I nodded, then made the mistake of closing my eyes for a few seconds before I started to speak. Faces flashed in front of me. I made out Caro's and Katharine's, then they were both replaced by the flawless mask of the murderess, her lips moving as she spoke. I opened my eyes with a start and she disappeared. But her voice still rang in my ears, sweeter and more deadly than any siren's song.

“You know, Quintilian, none of it would have happened if Fergus – Scott 477 – hadn't been on sentry duty at the crematorium the night Gordon . . . the night Gordon's body was taken there.”

“Gordon and you were more than just close colleagues.”

“Gordon and I . . . Gordon and I knew each other all our lives. Our parents were neighbours.”

“In Trinity.”

“You have been doing your homework. When Fergus saw from the documents who was in the coffin, he called me.”

“Wait a minute. Gordon had a brother. Stewart Duncan Dunbar. Tell me about him.”

“That animal? Until Gordon died, I hadn't thought about him for years. Why are you interested?”

“You remembered him after you saw Gordon's body, though, didn't you? That's why I'm interested.”

“How . . . how do you know all this?”

“Never mind that just now. What did the older brother do to Gordon?”

“The same thing he did to me.”

“When did it happen?”

“Before they packed the pig off to the school for the deaf.”

“What age were you?”

“Eight. He . . . why are you making me go over this? I kept it locked away for years.”

“You learned things from Stewart Dunbar, didn't you? Like how to use a ligature.”

“How do you know that? There's something I don't understand here. Do you know the pig?”

“I met him. He had a connection with the directorate.”

“Where is he?”

“In a safe place.”

“They don't know, do they? Remember the tape.”

“What did Gordon's brother do to the two of you?”

“No, I don't want to . . . oh, what does it matter now? It's relevant to your inquiry, I suppose. What you've got to understand is that their house was like Bluebeard's castle. The parents were never there. They were lawyers, fanatical supporters of the Enlightenment.”

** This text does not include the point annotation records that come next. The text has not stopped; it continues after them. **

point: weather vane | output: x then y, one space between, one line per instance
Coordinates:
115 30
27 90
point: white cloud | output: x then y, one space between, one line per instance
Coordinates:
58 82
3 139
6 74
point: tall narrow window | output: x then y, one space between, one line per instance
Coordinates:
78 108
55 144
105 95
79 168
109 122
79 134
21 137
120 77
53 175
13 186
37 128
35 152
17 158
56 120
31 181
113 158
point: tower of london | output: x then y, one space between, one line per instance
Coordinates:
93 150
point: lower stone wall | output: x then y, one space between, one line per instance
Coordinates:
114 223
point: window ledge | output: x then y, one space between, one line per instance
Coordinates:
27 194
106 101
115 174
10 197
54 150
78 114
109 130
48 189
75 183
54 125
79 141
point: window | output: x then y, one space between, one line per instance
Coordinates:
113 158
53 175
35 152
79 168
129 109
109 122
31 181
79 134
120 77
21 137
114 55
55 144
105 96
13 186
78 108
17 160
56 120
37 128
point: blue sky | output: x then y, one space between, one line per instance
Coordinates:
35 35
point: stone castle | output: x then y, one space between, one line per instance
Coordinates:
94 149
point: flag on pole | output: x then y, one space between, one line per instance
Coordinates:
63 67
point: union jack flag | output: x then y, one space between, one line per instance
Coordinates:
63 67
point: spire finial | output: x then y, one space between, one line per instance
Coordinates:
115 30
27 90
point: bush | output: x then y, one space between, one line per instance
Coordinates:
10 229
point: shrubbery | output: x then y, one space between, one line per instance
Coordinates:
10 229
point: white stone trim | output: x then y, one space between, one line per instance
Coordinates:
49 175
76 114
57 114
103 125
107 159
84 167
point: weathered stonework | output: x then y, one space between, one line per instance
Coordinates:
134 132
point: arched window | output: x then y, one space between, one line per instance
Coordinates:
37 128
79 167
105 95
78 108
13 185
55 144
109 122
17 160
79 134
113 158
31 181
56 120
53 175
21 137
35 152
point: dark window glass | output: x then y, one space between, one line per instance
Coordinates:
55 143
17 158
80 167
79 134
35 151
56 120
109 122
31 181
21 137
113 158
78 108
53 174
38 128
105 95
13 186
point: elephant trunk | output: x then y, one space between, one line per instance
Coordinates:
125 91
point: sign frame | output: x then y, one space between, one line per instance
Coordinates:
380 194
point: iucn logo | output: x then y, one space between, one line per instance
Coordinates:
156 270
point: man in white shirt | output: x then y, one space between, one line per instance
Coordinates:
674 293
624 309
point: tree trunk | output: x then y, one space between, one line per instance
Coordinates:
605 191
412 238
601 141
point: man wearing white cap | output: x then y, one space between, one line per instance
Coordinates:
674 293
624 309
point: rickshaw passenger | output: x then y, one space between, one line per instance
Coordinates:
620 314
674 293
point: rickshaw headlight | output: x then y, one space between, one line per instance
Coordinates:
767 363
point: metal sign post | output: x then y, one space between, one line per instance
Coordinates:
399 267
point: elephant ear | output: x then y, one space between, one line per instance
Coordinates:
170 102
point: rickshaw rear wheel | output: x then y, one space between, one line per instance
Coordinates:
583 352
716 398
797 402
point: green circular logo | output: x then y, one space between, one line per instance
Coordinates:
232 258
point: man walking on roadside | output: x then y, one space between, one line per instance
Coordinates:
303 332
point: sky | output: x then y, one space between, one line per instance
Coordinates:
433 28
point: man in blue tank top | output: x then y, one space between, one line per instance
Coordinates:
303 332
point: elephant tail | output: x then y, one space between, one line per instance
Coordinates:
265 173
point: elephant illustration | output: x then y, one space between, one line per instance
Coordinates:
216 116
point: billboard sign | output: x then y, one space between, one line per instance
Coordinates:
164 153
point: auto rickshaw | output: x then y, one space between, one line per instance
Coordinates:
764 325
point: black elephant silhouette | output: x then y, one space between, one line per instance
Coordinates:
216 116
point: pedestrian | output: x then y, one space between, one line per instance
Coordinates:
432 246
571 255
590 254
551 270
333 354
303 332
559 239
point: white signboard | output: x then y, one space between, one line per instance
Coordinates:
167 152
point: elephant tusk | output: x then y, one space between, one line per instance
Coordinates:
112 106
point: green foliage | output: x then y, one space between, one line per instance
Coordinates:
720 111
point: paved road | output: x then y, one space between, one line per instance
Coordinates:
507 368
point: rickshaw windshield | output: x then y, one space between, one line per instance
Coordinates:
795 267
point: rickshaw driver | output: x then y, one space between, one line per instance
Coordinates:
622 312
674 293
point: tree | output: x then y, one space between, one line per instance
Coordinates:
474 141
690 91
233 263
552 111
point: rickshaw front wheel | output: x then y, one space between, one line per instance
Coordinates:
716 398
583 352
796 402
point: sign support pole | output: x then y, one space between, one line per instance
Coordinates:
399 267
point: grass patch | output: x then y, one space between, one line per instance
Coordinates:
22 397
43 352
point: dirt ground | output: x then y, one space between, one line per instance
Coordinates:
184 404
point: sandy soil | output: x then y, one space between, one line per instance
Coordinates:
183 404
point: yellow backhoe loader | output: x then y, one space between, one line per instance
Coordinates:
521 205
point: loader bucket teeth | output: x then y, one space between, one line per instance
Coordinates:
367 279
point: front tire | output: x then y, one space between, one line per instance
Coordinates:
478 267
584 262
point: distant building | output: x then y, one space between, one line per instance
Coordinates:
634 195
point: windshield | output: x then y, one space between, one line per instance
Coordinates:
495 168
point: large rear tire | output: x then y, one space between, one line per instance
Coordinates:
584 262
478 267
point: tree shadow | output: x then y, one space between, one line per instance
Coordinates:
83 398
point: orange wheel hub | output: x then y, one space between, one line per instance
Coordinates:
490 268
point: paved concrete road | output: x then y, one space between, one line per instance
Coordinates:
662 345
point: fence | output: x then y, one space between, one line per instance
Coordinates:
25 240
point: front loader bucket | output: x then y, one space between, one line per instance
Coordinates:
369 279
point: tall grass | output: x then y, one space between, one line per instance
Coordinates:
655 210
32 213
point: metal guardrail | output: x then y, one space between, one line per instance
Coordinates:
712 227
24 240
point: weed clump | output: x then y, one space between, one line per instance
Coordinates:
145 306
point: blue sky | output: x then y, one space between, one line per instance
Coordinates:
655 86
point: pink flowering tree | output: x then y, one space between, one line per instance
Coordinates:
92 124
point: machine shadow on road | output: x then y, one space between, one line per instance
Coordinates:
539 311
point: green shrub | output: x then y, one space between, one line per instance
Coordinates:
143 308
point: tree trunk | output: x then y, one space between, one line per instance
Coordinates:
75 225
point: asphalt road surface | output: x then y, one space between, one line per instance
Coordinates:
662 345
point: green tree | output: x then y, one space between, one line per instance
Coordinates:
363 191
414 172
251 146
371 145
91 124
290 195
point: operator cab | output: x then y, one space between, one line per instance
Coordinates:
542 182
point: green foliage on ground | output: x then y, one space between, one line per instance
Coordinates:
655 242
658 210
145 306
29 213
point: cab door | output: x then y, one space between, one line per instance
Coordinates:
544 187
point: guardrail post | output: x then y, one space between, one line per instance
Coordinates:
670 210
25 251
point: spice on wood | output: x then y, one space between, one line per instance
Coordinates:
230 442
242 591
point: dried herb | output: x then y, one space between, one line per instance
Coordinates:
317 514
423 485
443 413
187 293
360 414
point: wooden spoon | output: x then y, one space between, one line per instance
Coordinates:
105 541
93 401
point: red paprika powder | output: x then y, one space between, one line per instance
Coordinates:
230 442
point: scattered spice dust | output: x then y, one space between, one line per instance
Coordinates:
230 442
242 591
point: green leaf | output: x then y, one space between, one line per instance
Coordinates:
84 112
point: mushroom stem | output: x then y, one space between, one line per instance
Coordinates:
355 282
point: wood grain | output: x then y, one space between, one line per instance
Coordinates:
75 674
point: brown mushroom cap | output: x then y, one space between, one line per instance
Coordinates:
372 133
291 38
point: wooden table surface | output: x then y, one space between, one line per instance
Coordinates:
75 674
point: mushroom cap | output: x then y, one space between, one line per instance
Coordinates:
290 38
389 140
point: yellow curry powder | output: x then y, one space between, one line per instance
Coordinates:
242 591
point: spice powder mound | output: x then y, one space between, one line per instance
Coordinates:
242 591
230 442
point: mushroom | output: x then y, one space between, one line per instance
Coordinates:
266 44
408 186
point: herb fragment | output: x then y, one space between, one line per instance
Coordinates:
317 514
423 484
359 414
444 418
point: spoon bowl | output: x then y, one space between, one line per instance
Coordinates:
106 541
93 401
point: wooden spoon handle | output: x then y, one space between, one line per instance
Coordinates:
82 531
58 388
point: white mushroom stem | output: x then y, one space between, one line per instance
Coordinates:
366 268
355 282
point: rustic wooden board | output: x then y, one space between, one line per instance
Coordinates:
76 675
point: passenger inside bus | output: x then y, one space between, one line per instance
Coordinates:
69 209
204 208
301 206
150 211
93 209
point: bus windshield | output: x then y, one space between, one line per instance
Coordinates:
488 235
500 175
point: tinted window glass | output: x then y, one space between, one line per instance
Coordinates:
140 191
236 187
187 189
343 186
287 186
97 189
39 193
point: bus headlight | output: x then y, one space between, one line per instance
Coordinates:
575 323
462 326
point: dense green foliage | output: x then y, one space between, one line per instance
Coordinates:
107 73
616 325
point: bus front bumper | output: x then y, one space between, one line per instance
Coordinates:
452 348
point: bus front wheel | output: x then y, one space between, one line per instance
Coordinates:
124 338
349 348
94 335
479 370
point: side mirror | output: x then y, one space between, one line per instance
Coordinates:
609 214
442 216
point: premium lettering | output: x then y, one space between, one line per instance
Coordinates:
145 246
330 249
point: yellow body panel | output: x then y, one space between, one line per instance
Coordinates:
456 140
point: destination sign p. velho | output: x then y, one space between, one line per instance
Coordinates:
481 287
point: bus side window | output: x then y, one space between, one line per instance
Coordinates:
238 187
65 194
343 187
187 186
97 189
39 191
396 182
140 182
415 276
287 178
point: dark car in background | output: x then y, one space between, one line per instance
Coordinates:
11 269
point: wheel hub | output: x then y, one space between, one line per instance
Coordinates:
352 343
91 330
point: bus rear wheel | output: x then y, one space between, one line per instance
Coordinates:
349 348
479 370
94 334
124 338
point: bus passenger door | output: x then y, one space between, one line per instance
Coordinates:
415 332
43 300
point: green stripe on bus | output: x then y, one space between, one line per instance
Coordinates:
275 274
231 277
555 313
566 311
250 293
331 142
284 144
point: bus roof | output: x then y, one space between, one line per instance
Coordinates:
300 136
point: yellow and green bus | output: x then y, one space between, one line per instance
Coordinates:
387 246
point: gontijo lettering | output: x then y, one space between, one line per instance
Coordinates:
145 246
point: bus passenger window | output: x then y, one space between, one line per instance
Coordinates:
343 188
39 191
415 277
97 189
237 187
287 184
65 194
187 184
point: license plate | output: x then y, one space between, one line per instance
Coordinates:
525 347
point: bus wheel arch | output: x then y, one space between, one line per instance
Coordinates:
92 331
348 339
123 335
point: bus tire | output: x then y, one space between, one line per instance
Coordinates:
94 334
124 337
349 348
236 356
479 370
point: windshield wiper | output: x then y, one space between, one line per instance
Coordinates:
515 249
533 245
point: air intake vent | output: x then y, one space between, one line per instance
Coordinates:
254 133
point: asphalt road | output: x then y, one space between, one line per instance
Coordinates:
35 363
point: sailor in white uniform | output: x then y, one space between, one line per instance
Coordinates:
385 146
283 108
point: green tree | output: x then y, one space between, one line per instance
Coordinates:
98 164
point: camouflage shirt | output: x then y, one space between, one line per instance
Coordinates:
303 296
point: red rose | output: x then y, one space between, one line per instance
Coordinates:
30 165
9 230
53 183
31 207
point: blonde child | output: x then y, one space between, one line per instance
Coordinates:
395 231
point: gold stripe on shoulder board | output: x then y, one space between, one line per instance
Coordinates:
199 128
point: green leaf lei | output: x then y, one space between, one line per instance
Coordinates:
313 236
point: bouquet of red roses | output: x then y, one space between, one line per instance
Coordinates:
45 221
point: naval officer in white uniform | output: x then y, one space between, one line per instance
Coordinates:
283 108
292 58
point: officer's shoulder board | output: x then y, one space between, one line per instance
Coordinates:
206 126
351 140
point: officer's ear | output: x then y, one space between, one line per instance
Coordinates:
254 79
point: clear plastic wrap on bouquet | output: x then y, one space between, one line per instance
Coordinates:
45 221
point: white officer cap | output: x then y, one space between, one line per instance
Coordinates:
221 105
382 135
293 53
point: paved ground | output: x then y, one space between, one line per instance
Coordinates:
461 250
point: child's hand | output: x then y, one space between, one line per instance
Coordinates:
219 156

“Till they were found to have connections with the democrats in Glasgow and exiled.”

“That was much later. Who's telling this story?”

“Sorry. So what about Stewart Duncan Dunbar?”

“We never called him by his first name. It didn't seem appropriate. To Gordon and me he was the Beast. His room was like a laboratory. One that belonged to a scientist who'd gone right off the rails. There were animals splayed out on boards, cut open. Rats and rabbits, mainly, but he took the neighbours' cats too. God, the smell.”

“And the ligature?”

“When he reached his teens, he began to get even worse. He started doing things to his body – cutting himself, sticking pins into his thighs, putting pencils in his ears. That was how he damaged his hearing. His father found him thrashing around on the floor with the pencil points in his ears and an erection. Oh, and he was laughing.”

“The ligature, Amanda.”

“I'm coming to that. He got us into his room one day and locked the door before we could resist. Then he went for Gordon. Suddenly he had a leather bootlace round his neck. He passed out almost immediately. I tried to get the animal off him so he concentrated on me. I can still smell his breath. He never brushed his teeth. They were blue with decay. I had to turn away. Then he pulled my pants down and sodomised me. A few minutes later he did the same to Gordon.”